Saturday, May 22, 2010
Franklin Hall B Level 4 (Philadelphia Marriott Downtown)
10:00 AM
Background: Autism is an idiopathic pervasive neurodevelopmental disorder associated with an altered immunological response evidenced by a neuroinflammatory process in the CNS of autistic individuals. Cytokines are involved in the regulation of inflammatory responses, and increased levels of certain cytokines have been demonstrated in the sera, cerebrospinal fluid, peripheral blood mononuclear cells and brain tissue in patients with autism spectrum disorder (ASD). Genotypic analyses of polymorphic sites in some cytokine genes of autistic individuals have yielded significant results, but the picture is still incomplete. Cytokine transcriptional analyses in autism should provide a better understanding of the potential role of the immune system in this disease.

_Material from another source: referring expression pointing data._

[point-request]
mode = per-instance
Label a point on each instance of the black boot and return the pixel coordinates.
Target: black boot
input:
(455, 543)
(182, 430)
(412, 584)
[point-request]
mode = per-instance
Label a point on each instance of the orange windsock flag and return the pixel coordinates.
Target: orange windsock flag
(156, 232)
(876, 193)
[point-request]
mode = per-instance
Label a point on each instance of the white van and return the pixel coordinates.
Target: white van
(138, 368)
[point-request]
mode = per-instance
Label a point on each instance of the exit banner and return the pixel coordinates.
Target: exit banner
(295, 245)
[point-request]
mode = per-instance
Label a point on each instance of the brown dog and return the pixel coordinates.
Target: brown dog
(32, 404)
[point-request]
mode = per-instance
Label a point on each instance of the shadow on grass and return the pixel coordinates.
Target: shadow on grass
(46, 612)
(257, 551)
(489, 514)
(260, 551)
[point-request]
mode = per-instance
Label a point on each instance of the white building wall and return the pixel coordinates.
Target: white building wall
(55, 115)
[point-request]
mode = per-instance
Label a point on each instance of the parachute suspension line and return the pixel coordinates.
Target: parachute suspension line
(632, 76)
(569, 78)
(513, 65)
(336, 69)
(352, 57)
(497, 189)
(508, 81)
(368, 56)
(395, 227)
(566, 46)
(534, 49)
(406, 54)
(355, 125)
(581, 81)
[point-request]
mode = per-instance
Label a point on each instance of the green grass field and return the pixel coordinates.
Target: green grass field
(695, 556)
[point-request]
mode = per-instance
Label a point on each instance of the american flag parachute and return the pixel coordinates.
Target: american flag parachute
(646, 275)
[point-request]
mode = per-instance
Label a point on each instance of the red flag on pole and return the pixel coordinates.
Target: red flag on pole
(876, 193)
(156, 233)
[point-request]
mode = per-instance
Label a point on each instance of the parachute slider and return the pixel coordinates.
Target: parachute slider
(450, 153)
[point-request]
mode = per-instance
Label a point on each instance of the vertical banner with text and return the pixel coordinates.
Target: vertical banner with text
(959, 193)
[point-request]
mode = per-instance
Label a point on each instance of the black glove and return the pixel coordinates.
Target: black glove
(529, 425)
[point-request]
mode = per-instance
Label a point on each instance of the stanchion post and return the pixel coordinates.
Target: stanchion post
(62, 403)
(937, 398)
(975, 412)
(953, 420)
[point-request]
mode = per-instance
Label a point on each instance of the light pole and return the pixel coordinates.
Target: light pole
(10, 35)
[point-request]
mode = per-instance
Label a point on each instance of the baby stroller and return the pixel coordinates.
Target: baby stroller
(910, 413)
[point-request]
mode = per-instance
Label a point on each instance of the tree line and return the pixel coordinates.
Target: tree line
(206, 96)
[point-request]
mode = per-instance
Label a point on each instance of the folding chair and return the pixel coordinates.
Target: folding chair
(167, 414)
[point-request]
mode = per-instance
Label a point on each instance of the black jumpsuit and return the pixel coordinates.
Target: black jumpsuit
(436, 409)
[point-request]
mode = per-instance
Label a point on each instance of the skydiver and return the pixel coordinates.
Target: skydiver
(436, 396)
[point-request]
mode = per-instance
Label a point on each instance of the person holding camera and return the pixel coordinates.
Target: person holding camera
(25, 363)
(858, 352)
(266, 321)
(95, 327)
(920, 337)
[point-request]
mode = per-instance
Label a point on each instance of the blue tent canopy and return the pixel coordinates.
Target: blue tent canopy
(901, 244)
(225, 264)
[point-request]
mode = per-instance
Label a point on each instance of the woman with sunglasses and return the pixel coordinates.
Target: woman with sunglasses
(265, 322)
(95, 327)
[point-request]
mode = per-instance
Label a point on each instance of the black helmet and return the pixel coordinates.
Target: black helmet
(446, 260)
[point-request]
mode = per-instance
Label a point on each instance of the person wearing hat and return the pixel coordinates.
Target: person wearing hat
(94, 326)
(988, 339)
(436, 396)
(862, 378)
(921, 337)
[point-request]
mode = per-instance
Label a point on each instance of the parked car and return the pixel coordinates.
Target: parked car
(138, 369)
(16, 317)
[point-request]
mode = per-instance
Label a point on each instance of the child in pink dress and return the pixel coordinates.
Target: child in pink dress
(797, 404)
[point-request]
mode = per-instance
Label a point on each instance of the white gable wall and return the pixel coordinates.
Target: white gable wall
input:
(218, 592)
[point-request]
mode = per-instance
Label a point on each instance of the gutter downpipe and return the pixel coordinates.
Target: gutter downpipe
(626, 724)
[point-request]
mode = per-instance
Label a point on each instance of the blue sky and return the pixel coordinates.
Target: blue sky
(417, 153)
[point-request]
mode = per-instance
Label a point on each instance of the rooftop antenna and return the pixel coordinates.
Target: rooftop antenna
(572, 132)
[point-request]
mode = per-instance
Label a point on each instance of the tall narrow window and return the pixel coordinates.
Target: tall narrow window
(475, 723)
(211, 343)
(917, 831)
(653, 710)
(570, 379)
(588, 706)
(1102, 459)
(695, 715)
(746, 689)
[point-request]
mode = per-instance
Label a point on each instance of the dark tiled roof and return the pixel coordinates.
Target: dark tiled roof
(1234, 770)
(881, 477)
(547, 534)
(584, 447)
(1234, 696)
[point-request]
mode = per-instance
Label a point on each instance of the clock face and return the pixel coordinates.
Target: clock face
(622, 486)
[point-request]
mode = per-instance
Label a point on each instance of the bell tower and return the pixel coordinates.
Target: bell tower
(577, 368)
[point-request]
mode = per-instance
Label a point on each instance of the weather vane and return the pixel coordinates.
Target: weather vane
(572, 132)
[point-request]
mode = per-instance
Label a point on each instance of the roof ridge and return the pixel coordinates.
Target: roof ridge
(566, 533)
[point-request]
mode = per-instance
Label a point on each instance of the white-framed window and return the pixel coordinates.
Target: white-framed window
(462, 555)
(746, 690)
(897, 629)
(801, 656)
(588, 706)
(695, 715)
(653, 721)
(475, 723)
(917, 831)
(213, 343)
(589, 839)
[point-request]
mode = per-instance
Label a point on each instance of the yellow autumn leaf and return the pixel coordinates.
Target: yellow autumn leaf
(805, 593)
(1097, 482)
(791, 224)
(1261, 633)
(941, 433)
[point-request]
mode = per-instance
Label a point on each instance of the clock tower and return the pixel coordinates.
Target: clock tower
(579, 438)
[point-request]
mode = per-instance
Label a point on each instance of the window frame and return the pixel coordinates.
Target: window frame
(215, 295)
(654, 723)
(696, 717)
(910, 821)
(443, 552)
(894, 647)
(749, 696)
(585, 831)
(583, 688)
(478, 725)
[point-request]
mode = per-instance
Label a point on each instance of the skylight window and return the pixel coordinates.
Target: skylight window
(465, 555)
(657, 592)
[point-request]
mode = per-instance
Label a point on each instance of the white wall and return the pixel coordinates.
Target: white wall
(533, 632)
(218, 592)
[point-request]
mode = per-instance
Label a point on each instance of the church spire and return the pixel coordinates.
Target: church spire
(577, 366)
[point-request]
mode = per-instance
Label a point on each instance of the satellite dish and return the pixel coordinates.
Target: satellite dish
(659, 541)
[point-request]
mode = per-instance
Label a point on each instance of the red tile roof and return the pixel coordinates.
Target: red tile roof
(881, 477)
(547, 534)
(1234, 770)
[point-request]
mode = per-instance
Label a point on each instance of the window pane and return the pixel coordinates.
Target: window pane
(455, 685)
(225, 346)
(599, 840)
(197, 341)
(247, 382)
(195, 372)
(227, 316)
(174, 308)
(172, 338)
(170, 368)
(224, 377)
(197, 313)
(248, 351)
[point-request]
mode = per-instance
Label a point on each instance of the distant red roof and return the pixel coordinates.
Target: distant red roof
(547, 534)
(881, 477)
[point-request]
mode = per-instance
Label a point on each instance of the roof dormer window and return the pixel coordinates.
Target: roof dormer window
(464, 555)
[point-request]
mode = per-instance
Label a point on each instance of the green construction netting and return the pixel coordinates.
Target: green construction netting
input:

Objectives: The main objective of the current study was to perform transcriptional profiling of a panel of cytokine and chemokine genes in different regions of post-mortem brain tissues of autistic subjects and controls.
Methods: Post-mortem brain tissue samples were provided by the Autism Tissue Program. After RNA extraction, transcriptional profiling was performed by reverse transcription - real time PCR in 5 cortical regions: BA 4, 9, 17, 22 and 46.
Results: Preliminary analysis revealed that cytokine (TNFα, IL-6, TGFβ1), and chemokine (IL-8) transcripts were increased in all brain regions (especially BA 46, dorsolateral prefrontal cortex) except BA 22 (superior temporal gyrus/Wernicke's area) in autism as compared with controls.
Conclusions: This study reveals an up-regulation of cytokine and chemokine expression in autism in many cortical regions. We plan to expand the cytokine and chemokine panel and the sample size; but the current data suggest a heterogeneous regulation of cytokine gene transcription in autistic brains, where different brain regions show a differential inflammatory response.